At the end of Amityville 3-D, the evil house finally burns to the ground, yet somehow it was up and standing again in the next fourteen films in the franchise. Some were reboots and prequels, but others just ignored the slightly glaring continuity problem. The latest (though much delayed) entry has no need of retcons, because it takes place in a world where the DeFeo murders really happened in 1974 and the series of cash-in movies they spawned also very definitely exist. The latest teen resident will even watch the original 1979 movie with her new classmates at the fateful hour of 3:15 am. That turns out to be a bad idea in Franck Khalfoun’s Amityville: The Awakening, which is supposed to have some sort of release this weekend, despite its early promotional window of free streaming on Google Play.
Belle Walker’s family has just moved into 112 Ocean Avenue, because the price was right and it was conveniently near her catatonic brother’s doctor. That is correct, they have brought a possibly brain-dead vessel into a demonically-possessed house. What a super-good idea that is.
So yes, Awakening is basically the Amityville franchise mixed with the Ozploitation cult classic Patrick for an infusion of new blood. To be honest, it works better than any of us have a right to expect. Poor James Walker does indeed start showing signs of life, but in a series of admirably tense scenes, his sister determines there is something evil in there with him.

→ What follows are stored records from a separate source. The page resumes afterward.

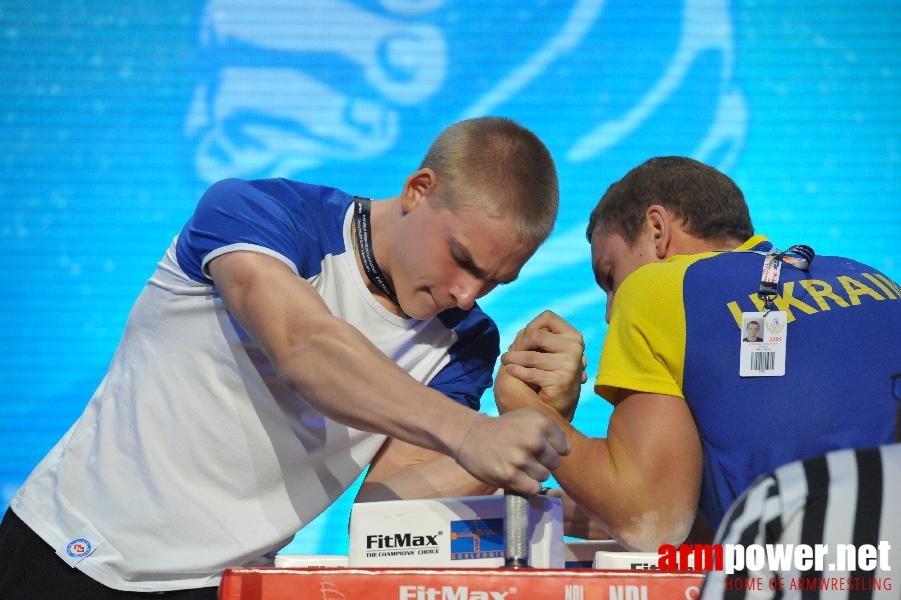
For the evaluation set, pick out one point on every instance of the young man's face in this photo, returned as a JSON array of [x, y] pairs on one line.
[[753, 330], [612, 260], [451, 260]]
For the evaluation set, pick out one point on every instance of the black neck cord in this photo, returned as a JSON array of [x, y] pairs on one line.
[[364, 243]]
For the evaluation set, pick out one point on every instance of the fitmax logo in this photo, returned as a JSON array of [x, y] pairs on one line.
[[449, 592], [400, 540]]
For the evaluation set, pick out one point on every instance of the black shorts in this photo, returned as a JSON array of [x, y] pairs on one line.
[[31, 570]]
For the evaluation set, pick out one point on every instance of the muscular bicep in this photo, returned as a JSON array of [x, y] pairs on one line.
[[403, 471], [275, 306], [654, 445]]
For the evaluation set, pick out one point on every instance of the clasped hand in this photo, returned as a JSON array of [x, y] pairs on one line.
[[546, 362]]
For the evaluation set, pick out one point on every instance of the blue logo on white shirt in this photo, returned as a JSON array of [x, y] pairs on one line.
[[79, 548]]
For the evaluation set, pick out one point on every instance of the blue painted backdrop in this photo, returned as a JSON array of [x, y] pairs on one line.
[[115, 115]]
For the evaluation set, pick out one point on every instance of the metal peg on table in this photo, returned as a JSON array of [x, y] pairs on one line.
[[516, 531]]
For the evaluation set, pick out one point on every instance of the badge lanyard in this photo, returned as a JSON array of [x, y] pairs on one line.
[[364, 243], [764, 334]]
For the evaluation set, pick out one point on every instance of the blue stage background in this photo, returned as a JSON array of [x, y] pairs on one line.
[[115, 115]]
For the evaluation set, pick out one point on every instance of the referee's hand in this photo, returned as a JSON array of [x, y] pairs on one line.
[[516, 451]]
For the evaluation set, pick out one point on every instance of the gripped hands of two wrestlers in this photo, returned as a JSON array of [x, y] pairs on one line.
[[549, 356]]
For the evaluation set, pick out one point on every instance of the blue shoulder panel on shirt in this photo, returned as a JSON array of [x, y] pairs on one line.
[[473, 356], [302, 222]]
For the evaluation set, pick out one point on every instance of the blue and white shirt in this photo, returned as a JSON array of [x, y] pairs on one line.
[[193, 455]]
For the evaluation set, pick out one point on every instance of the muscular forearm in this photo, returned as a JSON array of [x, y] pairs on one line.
[[634, 510], [331, 365], [626, 480]]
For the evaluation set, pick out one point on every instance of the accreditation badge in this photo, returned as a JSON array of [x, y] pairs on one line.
[[763, 336]]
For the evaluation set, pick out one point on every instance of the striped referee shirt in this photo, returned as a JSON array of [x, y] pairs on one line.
[[843, 498]]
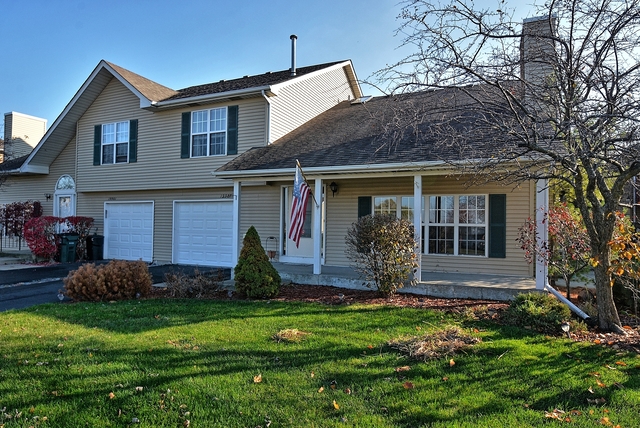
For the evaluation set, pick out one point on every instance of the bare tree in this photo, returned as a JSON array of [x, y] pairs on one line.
[[554, 98]]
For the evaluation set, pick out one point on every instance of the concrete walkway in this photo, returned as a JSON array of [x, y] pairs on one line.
[[435, 284]]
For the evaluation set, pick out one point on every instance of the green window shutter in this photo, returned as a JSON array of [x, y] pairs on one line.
[[185, 142], [364, 206], [97, 144], [133, 140], [232, 130], [498, 226]]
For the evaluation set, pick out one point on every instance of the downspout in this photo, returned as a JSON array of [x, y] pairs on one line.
[[566, 301], [268, 126]]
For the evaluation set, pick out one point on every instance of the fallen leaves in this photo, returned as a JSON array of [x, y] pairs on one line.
[[290, 335], [447, 342]]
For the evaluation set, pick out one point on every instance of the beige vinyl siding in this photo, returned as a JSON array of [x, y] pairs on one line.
[[297, 103], [92, 205], [159, 165], [260, 208], [342, 211], [34, 187], [24, 133]]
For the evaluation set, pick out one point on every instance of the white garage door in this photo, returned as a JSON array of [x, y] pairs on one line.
[[203, 233], [129, 231]]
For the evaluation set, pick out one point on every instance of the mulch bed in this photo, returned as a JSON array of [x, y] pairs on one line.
[[482, 309]]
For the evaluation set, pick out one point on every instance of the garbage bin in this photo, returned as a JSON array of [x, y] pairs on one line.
[[95, 247], [69, 242]]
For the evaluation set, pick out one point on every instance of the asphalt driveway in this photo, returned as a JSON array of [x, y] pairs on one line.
[[25, 287]]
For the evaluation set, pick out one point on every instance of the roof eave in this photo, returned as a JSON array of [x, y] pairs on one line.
[[208, 98], [33, 169], [335, 170]]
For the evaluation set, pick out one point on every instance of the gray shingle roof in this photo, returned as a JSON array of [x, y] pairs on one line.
[[396, 129], [151, 90], [266, 79]]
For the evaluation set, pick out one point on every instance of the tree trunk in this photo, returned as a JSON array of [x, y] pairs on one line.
[[608, 318]]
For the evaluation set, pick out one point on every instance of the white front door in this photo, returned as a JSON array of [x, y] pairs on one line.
[[64, 206], [303, 253]]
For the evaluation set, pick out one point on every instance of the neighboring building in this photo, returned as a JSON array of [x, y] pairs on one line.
[[21, 134]]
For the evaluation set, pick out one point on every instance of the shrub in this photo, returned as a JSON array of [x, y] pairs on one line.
[[117, 280], [541, 312], [383, 250], [15, 215], [182, 285], [82, 227], [40, 234], [255, 276]]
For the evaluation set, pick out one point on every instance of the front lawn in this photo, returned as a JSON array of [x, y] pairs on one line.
[[175, 363]]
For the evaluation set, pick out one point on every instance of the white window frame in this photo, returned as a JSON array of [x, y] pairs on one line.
[[457, 224], [118, 140], [399, 201], [212, 123]]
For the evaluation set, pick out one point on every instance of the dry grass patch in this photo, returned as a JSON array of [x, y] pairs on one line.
[[292, 335], [444, 343]]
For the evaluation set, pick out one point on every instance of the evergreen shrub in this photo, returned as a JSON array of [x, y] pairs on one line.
[[255, 277]]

Even though Awakening is a Blumhouse production from a horror director with a bit of a critical reputation, the Weinsteins kept it languishing on the shelf. Seriously, what is so hard about marketing an Amityville Horror movie? Frankly, their habit of hiding films in the vault or frittering away their release (Suite Française on Lifetime?) is another reason the industry has so enjoyed their ongoing implosion.
Regardless, Awakening is probably one of the fresher Amityville films, since the original with Margot Kidder (helmed by Stuart Rosenberg, director of Cool Hand Luke). Khalfoun’s take is far from the scariest film you will see this holiday season, but he keeps it moving along nicely and the meta-references to the prior books and films are a rather clever tweaking of the franchise.
Academy Award nominee Jennifer Jason Leigh is surprisingly creepy as Walker’s ill-tempered mother, Joan. Bella Thorne carries the film well enough as Belle Walker, while nicely playing off Taylor Spreitler and Thomas Mann as her personal Monster Squad. Plus, genre regular Kurtwood Smith (Robocop, Agent Carter) does his thing as neurologist Dr. Milton.